If I have the structure used in their example:

  // Chats contains only meta info about each conversation
  // stored under the chats's unique ID
  "chats": {
    "one": {
      "title": "Historical Tech Pioneers",
      "lastMessage": "ghopper: Relay malfunction found. Cause: moth.",
      "timestamp": 1459361875666
    },
    "two": { ... },
    "three": { ... }
  },

  // Conversation members are easily accessible
  // and stored by chat conversation ID
  "members": {
    // we'll talk about indices like this below
    "one": {
      "ghopper": true,
      "alovelace": true,
      "eclarke": true
    },
    "two": { ... },
    "three": { ... }
  },
  "users": {
    "ghopper": {
      "name": "user_name",
      "age": 28
    },
    "alovelace": { ... },
    "eclarke": { ... }
  }
}

let's say that I want to show the list of members of channel one with all their details.
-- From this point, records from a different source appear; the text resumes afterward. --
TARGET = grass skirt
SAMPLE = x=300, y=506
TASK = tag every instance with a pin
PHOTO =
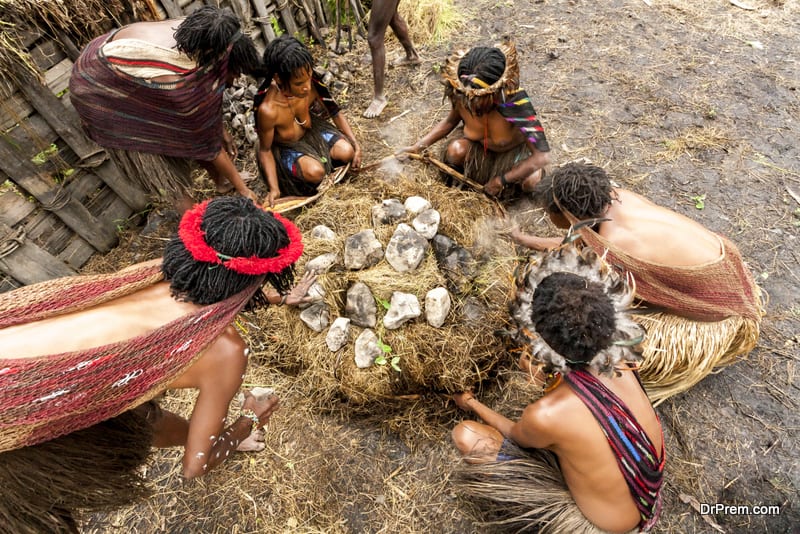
x=526, y=494
x=45, y=487
x=161, y=177
x=679, y=352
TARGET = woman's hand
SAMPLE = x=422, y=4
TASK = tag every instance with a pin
x=272, y=196
x=263, y=407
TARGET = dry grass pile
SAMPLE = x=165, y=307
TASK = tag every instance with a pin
x=79, y=20
x=451, y=358
x=431, y=21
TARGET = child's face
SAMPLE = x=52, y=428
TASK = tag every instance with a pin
x=299, y=84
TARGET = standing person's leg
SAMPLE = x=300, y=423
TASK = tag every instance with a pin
x=380, y=16
x=400, y=29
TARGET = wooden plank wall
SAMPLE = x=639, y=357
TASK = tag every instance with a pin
x=61, y=199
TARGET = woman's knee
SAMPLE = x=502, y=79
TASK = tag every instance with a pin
x=343, y=151
x=227, y=359
x=464, y=436
x=313, y=170
x=457, y=151
x=473, y=438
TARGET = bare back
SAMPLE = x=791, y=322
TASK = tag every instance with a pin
x=656, y=234
x=589, y=466
x=500, y=135
x=159, y=33
x=285, y=118
x=117, y=320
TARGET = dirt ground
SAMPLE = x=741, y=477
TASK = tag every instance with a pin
x=693, y=104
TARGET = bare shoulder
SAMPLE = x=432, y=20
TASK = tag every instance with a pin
x=541, y=423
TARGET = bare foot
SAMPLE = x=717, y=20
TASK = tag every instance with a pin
x=530, y=183
x=375, y=107
x=406, y=61
x=253, y=443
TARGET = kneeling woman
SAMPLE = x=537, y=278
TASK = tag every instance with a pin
x=589, y=454
x=81, y=357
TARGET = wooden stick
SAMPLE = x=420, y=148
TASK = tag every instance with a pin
x=371, y=166
x=447, y=169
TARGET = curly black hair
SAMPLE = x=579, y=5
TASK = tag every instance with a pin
x=233, y=226
x=574, y=316
x=284, y=56
x=480, y=67
x=582, y=189
x=206, y=34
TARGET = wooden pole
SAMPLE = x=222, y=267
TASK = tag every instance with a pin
x=447, y=169
x=263, y=20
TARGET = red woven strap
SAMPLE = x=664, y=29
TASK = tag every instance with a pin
x=709, y=292
x=50, y=396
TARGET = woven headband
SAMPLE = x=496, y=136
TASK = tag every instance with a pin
x=193, y=238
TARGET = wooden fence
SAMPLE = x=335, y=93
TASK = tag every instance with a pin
x=61, y=199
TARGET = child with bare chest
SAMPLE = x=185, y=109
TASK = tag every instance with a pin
x=298, y=146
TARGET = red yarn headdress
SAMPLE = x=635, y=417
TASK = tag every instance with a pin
x=193, y=238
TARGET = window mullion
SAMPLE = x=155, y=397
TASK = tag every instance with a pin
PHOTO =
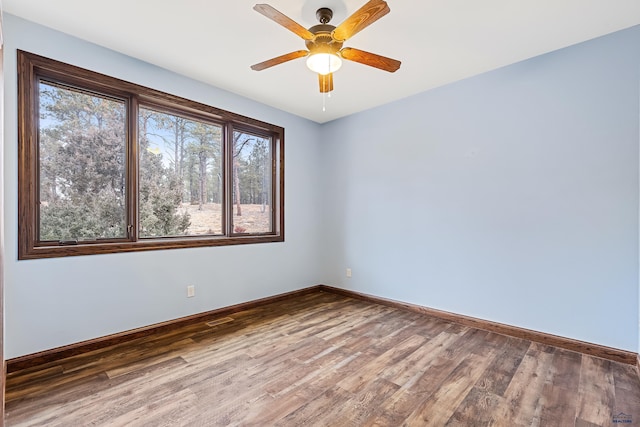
x=133, y=170
x=228, y=180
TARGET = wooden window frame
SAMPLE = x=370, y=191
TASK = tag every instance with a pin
x=33, y=68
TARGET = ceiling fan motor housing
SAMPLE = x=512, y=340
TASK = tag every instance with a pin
x=323, y=42
x=324, y=15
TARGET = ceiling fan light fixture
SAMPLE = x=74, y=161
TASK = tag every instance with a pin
x=324, y=63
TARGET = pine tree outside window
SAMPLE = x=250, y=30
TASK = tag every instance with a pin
x=109, y=166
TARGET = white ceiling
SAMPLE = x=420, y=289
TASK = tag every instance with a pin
x=438, y=41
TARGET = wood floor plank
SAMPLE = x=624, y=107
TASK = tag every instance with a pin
x=597, y=391
x=328, y=360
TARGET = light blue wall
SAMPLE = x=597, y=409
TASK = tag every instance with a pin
x=511, y=196
x=54, y=302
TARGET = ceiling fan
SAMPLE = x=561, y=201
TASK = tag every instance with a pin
x=324, y=41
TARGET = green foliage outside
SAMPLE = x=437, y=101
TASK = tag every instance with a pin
x=83, y=168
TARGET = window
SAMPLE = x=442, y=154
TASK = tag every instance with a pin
x=109, y=166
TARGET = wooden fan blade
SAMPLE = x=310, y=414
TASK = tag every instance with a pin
x=283, y=20
x=370, y=59
x=360, y=19
x=279, y=60
x=326, y=82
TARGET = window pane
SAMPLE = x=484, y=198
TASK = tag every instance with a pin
x=82, y=165
x=251, y=183
x=180, y=176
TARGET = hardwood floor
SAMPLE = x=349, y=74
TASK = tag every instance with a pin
x=327, y=360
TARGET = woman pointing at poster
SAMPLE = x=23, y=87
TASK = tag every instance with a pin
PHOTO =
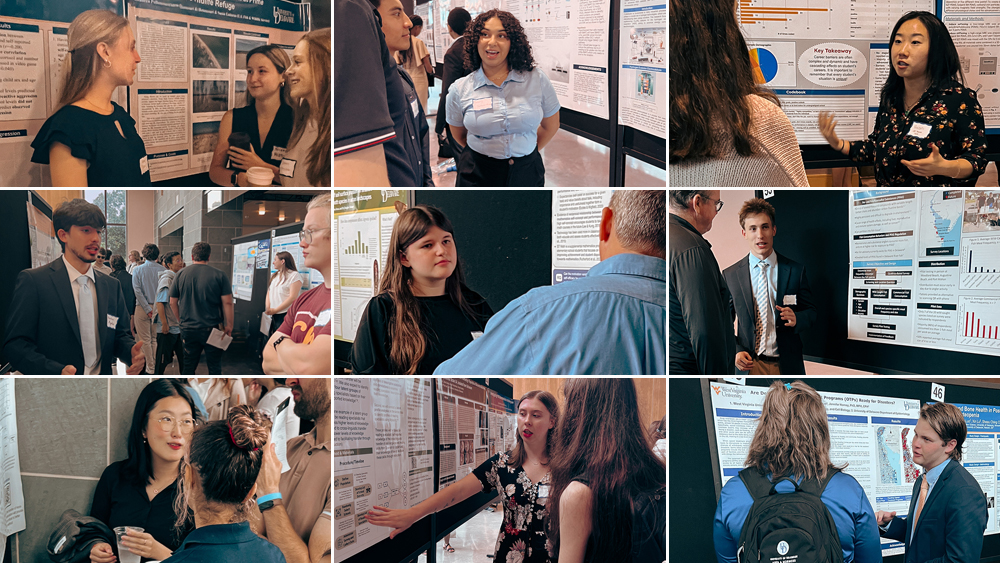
x=91, y=141
x=929, y=130
x=505, y=111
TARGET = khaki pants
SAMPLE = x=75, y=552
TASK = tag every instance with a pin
x=145, y=329
x=764, y=367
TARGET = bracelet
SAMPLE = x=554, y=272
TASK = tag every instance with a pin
x=266, y=498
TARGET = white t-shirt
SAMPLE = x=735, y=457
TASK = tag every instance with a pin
x=280, y=289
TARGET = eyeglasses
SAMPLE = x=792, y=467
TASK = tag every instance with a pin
x=718, y=203
x=187, y=425
x=306, y=236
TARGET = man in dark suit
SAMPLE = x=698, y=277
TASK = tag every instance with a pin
x=948, y=513
x=770, y=298
x=67, y=318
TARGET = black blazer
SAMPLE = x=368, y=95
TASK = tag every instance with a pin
x=43, y=334
x=743, y=306
x=951, y=524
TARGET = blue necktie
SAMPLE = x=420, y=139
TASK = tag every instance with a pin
x=88, y=326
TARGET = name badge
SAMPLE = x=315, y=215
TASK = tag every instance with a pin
x=482, y=103
x=919, y=130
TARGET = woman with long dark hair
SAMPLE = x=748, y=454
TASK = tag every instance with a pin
x=140, y=490
x=521, y=476
x=608, y=499
x=424, y=313
x=725, y=128
x=929, y=130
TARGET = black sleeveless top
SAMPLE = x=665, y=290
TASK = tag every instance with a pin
x=245, y=121
x=114, y=160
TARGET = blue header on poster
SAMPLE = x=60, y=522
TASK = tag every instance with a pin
x=278, y=14
x=982, y=418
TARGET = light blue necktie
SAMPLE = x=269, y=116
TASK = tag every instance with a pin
x=88, y=326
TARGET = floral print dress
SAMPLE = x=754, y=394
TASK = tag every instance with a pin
x=522, y=537
x=948, y=116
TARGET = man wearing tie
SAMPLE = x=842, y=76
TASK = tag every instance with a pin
x=770, y=298
x=947, y=508
x=66, y=318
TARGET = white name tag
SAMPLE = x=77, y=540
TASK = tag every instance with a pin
x=919, y=130
x=482, y=103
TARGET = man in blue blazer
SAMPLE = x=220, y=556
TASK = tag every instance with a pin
x=945, y=522
x=776, y=286
x=66, y=318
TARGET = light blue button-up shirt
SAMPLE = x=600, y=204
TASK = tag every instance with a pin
x=610, y=322
x=507, y=124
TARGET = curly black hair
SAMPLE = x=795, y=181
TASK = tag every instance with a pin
x=518, y=58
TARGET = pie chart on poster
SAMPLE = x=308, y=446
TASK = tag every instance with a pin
x=765, y=65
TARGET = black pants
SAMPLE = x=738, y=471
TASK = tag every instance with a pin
x=476, y=170
x=166, y=346
x=194, y=342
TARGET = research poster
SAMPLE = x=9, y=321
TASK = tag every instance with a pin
x=362, y=224
x=460, y=425
x=576, y=220
x=873, y=435
x=382, y=454
x=825, y=55
x=925, y=269
x=642, y=78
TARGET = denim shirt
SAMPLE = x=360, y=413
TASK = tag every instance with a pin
x=610, y=322
x=502, y=120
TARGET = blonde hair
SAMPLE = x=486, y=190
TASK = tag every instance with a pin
x=792, y=437
x=318, y=159
x=83, y=63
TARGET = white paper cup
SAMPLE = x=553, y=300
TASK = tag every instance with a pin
x=258, y=176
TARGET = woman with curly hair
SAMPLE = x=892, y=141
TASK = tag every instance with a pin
x=509, y=106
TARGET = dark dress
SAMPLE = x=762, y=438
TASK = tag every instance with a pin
x=115, y=161
x=522, y=537
x=118, y=501
x=444, y=325
x=245, y=121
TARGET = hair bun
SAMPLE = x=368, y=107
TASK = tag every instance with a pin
x=251, y=430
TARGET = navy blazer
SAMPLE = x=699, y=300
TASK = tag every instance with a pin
x=743, y=306
x=951, y=524
x=43, y=333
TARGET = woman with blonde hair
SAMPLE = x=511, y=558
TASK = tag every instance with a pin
x=521, y=476
x=91, y=141
x=792, y=441
x=307, y=161
x=266, y=120
x=424, y=314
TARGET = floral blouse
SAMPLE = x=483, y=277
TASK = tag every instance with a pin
x=522, y=537
x=956, y=126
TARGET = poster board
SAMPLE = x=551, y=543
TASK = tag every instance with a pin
x=193, y=71
x=576, y=218
x=381, y=454
x=362, y=226
x=925, y=269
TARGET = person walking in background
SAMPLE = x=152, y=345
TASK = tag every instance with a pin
x=168, y=328
x=202, y=298
x=701, y=330
x=144, y=280
x=792, y=441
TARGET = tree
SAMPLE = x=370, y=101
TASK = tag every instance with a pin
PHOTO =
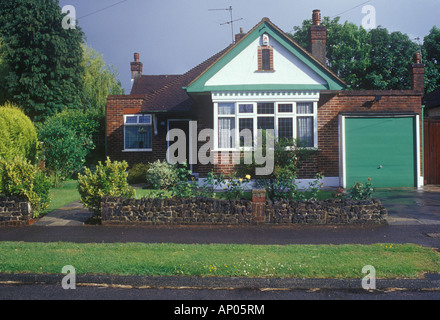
x=46, y=74
x=18, y=136
x=347, y=49
x=391, y=58
x=431, y=59
x=67, y=140
x=4, y=70
x=100, y=80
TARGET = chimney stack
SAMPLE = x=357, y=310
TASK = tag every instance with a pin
x=318, y=38
x=136, y=67
x=240, y=35
x=418, y=74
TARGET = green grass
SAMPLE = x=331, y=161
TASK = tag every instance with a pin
x=296, y=261
x=62, y=196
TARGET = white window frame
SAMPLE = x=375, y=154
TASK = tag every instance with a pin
x=150, y=124
x=254, y=115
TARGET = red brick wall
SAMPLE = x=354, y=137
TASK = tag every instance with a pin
x=325, y=161
x=117, y=106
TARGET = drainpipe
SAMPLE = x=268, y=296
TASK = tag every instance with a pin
x=423, y=142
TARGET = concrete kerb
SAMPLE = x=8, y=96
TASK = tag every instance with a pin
x=430, y=282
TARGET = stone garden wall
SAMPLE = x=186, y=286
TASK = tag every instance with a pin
x=14, y=211
x=232, y=212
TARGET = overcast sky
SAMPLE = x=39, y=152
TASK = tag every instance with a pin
x=173, y=36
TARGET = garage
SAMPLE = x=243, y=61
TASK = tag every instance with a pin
x=383, y=148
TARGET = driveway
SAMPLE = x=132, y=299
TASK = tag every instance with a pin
x=411, y=206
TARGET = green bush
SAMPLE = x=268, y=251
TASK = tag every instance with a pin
x=109, y=179
x=67, y=141
x=360, y=191
x=138, y=173
x=161, y=175
x=19, y=177
x=18, y=136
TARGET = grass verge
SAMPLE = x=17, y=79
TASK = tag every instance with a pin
x=291, y=261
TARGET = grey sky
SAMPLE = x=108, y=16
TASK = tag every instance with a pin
x=173, y=36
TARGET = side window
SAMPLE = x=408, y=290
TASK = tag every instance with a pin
x=138, y=132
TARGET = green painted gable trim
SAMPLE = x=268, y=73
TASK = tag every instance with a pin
x=267, y=87
x=333, y=83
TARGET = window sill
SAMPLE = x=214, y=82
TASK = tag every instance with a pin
x=264, y=71
x=137, y=150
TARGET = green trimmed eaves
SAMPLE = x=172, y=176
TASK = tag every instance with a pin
x=262, y=87
x=333, y=82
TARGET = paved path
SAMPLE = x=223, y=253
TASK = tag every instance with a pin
x=73, y=214
x=410, y=206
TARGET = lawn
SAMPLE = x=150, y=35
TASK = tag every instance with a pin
x=63, y=195
x=238, y=260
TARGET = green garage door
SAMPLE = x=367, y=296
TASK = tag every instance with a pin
x=382, y=149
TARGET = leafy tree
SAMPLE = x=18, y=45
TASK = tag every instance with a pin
x=431, y=59
x=18, y=136
x=100, y=80
x=347, y=49
x=391, y=58
x=374, y=59
x=4, y=70
x=46, y=74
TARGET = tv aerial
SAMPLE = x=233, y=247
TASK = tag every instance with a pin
x=231, y=22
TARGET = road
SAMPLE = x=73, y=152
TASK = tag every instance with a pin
x=176, y=296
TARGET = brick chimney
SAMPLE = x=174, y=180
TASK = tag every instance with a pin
x=136, y=67
x=418, y=74
x=240, y=35
x=318, y=38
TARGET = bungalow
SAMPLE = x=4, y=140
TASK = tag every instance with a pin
x=265, y=80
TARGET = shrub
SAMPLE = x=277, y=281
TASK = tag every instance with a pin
x=109, y=179
x=20, y=177
x=18, y=136
x=185, y=186
x=161, y=175
x=67, y=140
x=138, y=173
x=359, y=191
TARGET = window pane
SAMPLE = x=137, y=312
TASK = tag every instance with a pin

That means that I have to firstly retrieve all children at the location members/one, and then query each of the users ID individually.

That means that if I want to show them in a recycler view, the retrieving of data being asynchronous, user experience may not be the best:

Which would in my case be an implementation like:

@Override
    public void onBindViewHolder(final UserViewHolder viewHolder, int position) {
    //getKey(position) just retrieve the key of current member in my adapter array
          FirebaseDatabase.getInstance().getReference("users").child(getKey(position)).addListenerForSingleValueEvent(new ValueEventListener() {
            @Override
            public void onDataChange(DataSnapshot dataSnapshot) {
                User user = dataSnapshot.getValue(User.class);
                viewHolder.setName(user.getName());
                viewHolder.setPersonAge(user.getAge());
            }

            @Override
            public void onCancelled(DatabaseError databaseError) {

            }
        });
    }

This is not ideal, but I cannot see another approach. Loading each member before launching the activity introduce the problem of knowing when all the users profiles have been retrieved from the database.

Any advice is welcomed.

AL.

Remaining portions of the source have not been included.